Eles esperaram os outros lordes, mas nenhum exercito veio em auxilio. Haviam os traído ou a mensagem não teriam sequer chegado? A segunda opção era mais provável. Os cavaleiros e as cartas escritas teriam falhado afinal. Dumed viu de cima das muralhas o rei dos magos palestrando aos soldados, e depois disso o caos caíra sobre Pedra Negra. O exercito perdia-se de vista pelas montanhas da Dádiva. Eram setenta ou oitenta mil, mas pareciam ser cento e cinquenta. Andêgo lutara, e perdera. Os vinte mil do Fim do Mundo não aguentaram, e vários abandonaram seus postos quando a escuridão dos amaclebes caiu sobre o castelo. Os gigantes derrubaram os portões da muralha negra, e então Dumed perdeu. Nada pode ser feito para escapar deste destino. Não fora uma batalha como já travada. Lutar com monstros não era a mesma coisa que lutar com seres, afinal.

Dumed lembrava-se de ter decidido lutar até a morte, mas nem isso conseguiu.

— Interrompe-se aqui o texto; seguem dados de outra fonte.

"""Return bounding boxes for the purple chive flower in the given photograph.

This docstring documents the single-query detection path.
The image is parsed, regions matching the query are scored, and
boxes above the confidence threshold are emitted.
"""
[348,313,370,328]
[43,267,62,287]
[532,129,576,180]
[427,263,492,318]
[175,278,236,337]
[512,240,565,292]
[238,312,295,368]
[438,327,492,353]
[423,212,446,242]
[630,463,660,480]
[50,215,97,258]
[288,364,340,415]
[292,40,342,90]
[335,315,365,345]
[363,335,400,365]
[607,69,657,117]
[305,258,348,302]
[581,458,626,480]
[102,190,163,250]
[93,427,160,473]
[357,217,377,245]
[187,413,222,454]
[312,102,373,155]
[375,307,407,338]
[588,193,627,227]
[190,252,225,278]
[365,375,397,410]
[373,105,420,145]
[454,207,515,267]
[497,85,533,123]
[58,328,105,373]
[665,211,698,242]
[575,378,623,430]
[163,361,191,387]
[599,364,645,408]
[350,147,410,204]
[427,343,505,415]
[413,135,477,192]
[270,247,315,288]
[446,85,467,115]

Levou vários goblins e anões com ele e até mesmo um pequeno gigante que tentava escalar a muralha, mas no fim perdeu sua espada e foi imobilizado. A espada... A espada que fora do pai, a espada que fora do irmão... Ele lutou como um louco para se desvencilhar das mãos frias dos amaclebes, mas eles o levaram para dentro do castelo. Esperava que o levassem para uma cela de torre ou que o matassem ali mesmo no salão. Mas, ao invés disto, os amaclebes desceram por uma escadaria que foi ficando escura e mais escura. Dumed não soube nem conseguiu contar o quanto desceu, mas só pararam de descer quando não havia mais escadas para baixo e o chão estava molhado. Jogaram-no em uma das celas e desde então o humano estivera desmaiado.

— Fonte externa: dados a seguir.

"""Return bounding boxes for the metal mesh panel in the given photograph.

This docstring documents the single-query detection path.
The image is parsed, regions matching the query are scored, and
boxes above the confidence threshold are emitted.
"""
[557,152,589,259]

Dumed chorou e riu ao mesmo tempo. Tentou ficar de pé um pouco, mas caiu novamente e decidiu não tentar mais. Chamou pelos carcereiros, pedindo água ou comida, chamou por qualquer um que estivesse ali, chamou por Andêgo, chamou pelo pai, chamou pelo irmão mais velho que prometera protegê-lo. Mas ninguém respondeu. Então dormiu. Pesadelos assustadores trespassaram sua mente e no que pareceu um minuto após ter adormecido, ele acordou. Sentou-se e arrastou-se até a parede. Sua cabeça girava e ele sentiu que não conseguia movimentar muito bem seu braço direito. O humano gritou e chorou mais um pouco. Estava tão desidratado que não desceram mais lágrimas de seus olhos depois de alguns minutos e sua garganta começou a doer. A água encharcava suas roupas e ele tremia de frio.  

Não era assim que um rei deveria morrer, ele pensou, deitando-se.

— Eles deixaram alguma comida quando estava desacordado. É melhor você comer tudo, ou eles não trarão mais — Disse uma voz que Dumed conhecia muito bem. Ele ergueu-se e arrastou-se em direção e ela e acabou dando de cara com uma grossa grade de ferro.

            — Andêgo? Você está bem?

            — Vou sobreviver até eles me cortarem a cabeça — O mago tinha a voz fraca e cansada. Ele parecia estar deitado do outro lado da cela. — Coma, ou eles não trarão mais.

            Dumed queria comer. Comeria todo um banquete naquele momento se tivesse um; por isso arrastou-se novamente até onde julgava ser a entrada da cela e encontrou um prato amassado de aço. Ele pegou o pão duro e com gosto de ferro e lama e comeu-o em duas mordidas. Não conseguiu saboreá-lo muito, mas o pão amenizou a dor em seu estômago; que era a menor de todas as suas dores espalhadas pelo corpo. Dumed voltou arrastando-se para as grades que separavam sua cela da de Andêgo.

            Ele catou e engoliu as ultimas migalhas do pão que caíram em sua roupa.

            — O que vai acontecer?

            — Eu não sei, Dumed. Eu não sei.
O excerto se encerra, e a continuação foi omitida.